Sujets insolites ou tendances, faites un break avec notre curiosité de la semaine. Cuisinière hors-norme, Lor-K concocte des plats aussi appétissants qu’indigestes. Dans EAT ME, l’artiste dévoile ses secrets de polichinelle pour transformer des encombrants en mets alléchants.
Même s’il se démocratise depuis la fin du siècle dernier, le street art se restreint – de coutume – à des graffitis. Lor-K, plasticienne installée à Paris, lance une révolution audacieuse : la sculpture urbaine. À partir de matelas abandonnés sur des trottoirs, l’artiste conçoit des aliments géants : sushis, pizza, gaufre, tarte… Son livre de recettes abracadabrantesque, EAT ME, rassemble l’intégralité de son processus de création, et de ses productions réalisées en Île-de-France.
« L’omniprésence des matelas dans la rue a attiré mon attention. Symbole de vie et de mort, le matelas accueille en son cœur les moments les plus intimes de nos vies. Personnel et essentiel chez soi, il devient gênant et repoussant une fois dehors », souligne Lor-K. La rue offre à l’artiste la matière première. Après transformation, les matelas sont laissés sur place – pour étonner les passants. L’artiste expose ensuite dans des lieux plus conventionnels les créations surdimensionnées et colorées. Une jolie façon de résister contre l’éphémérité du street art. Et durant tout le processus, elle les photographie : « La capture photographique est systématique, elle fait partie intégrante de ma pratique plastique au même titre que la sculpture ».
Gastronomie urbaine
« Tracer et couper les tomates et oignons dans la mousse. Émincer les tomates pour que leur épaisseur soit proportionnelle au pain.
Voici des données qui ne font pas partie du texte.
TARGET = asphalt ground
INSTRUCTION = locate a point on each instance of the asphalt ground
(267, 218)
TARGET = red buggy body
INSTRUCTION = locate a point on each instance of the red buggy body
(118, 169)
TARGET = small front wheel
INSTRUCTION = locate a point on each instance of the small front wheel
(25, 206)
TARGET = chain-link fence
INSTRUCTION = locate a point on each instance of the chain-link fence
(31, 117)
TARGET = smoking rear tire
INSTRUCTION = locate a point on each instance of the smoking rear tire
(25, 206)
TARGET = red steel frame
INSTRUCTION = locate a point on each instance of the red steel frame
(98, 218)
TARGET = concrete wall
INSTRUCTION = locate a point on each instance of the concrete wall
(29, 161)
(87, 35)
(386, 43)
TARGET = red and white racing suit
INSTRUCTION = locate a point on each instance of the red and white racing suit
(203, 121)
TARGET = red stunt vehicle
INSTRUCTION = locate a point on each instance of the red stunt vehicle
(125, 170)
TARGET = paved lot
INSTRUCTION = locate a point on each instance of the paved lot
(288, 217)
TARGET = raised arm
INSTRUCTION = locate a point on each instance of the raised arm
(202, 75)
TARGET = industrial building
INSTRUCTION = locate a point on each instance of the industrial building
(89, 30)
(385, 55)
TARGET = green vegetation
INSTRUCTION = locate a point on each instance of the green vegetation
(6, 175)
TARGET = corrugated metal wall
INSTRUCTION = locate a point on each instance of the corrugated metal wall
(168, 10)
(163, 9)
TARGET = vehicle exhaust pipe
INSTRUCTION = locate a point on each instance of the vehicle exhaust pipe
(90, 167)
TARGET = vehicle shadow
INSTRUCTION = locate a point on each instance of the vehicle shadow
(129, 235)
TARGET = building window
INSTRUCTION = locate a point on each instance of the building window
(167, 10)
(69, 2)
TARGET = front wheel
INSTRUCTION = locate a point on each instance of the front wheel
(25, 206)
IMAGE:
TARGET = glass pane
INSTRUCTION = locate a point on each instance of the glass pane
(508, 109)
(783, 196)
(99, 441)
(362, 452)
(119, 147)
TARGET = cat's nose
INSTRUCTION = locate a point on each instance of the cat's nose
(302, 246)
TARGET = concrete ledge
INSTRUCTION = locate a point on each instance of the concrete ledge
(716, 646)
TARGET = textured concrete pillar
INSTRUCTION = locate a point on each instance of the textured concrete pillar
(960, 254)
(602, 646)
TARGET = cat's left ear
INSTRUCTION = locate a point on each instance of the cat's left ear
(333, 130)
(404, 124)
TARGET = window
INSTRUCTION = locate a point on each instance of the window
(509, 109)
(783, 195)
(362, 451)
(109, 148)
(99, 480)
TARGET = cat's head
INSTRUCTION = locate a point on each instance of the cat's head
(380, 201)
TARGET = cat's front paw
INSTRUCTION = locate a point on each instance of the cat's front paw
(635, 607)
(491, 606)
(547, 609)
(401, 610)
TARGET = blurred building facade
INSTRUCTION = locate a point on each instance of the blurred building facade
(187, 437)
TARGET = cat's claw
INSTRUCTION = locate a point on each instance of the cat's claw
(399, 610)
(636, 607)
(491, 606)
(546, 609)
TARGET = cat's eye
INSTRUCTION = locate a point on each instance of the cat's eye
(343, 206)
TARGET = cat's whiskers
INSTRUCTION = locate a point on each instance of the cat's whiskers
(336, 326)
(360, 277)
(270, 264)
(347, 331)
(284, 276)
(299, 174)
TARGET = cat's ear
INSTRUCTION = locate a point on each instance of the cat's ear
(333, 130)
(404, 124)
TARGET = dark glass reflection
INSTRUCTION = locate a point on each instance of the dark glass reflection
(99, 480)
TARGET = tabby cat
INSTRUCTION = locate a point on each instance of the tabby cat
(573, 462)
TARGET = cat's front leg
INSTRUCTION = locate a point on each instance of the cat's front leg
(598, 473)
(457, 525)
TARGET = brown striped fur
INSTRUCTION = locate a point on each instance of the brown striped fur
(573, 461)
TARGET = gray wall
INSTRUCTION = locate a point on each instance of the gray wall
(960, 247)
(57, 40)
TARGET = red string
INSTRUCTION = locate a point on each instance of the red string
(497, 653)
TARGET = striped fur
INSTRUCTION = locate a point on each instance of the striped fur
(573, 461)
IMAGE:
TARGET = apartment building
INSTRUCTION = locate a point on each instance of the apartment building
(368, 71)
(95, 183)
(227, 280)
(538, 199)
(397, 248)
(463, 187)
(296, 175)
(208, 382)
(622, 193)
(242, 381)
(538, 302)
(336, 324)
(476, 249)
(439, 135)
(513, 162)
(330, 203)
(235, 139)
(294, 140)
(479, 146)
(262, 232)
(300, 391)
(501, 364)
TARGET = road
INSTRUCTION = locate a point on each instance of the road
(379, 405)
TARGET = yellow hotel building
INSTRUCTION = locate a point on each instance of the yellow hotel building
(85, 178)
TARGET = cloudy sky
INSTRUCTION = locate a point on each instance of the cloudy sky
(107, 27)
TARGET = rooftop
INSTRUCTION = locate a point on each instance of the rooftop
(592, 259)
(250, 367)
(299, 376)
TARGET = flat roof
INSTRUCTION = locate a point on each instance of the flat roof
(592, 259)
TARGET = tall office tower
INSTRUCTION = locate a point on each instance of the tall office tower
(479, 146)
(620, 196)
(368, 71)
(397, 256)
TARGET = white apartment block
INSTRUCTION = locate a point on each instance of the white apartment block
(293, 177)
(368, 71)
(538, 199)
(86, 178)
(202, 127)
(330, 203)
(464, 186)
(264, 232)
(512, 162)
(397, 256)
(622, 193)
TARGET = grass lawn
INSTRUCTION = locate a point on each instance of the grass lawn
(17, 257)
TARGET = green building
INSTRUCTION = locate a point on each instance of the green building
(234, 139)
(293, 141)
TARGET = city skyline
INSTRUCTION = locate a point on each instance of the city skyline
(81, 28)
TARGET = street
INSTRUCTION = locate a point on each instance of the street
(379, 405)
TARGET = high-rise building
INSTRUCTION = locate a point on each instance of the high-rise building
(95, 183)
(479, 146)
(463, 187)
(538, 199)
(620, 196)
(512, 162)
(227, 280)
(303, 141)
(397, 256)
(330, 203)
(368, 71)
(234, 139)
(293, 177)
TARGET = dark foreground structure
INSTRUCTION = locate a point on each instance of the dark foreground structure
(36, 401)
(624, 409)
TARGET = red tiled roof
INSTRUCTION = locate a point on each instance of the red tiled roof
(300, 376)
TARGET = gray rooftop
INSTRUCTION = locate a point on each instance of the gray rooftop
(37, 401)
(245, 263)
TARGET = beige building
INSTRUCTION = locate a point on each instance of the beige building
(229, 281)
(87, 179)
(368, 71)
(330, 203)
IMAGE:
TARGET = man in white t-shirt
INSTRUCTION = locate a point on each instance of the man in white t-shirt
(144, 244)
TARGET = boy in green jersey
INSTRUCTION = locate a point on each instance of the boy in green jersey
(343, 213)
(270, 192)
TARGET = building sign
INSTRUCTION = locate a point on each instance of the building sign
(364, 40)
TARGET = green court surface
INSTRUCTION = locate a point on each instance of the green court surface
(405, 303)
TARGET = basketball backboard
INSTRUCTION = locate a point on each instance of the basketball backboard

Bomber le cœur plus clair que la peau pour obtenir un rendu fruit mûr », et vous obtiendrez de parfaites crudités pour la confection d’un kebab ! Le livre de recettes vous accompagne pour la réalisation de 30 plats sucrés et salés. Le temps de préparation, le niveau de difficulté, les ingrédients nécessaires, toutes les informations utiles figurent dans EAT ME. Vous souhaitez approfondir vos techniques de cuisine urbaine ? Les explications précises pour embrocher, émietter, fourrer ou encore ficeler vous aideront. Troquez vos saladiers, fouets, cuillères et autres ustensiles pour des scies et cutters. Sans oublier l’élément principal à tout bon repas de rue : la peinture aérosol. « Il faut compter en moyenne dix bombes de peinture par recette », indique Lor-K.
« J’ai choisi la street-food qui abonde dans les grandes villes, comme reflet de notre gastronomie mondiale. L’alimentation est un langage universel où nous mangeons notre propre merde (sic) pour exister », annonce Lor-K qui a délimité son champ d’actions. La transformation d’objets évoquant la misère en recettes gourmandes et attirantes est un bon paradoxe pour l’artiste. Le projet favorise la place du street art dans l’histoire de l’art. Tout en émettant une critique stridente sur les déchets laissés à l’abandon et nos habitudes alimentaires. Des actions urbaines qui ouvrent, tout de même, l’appétit.
EAT ME – Recettes urbaines, Lor-K, Pyramid éditions, 2019, 24.90 €.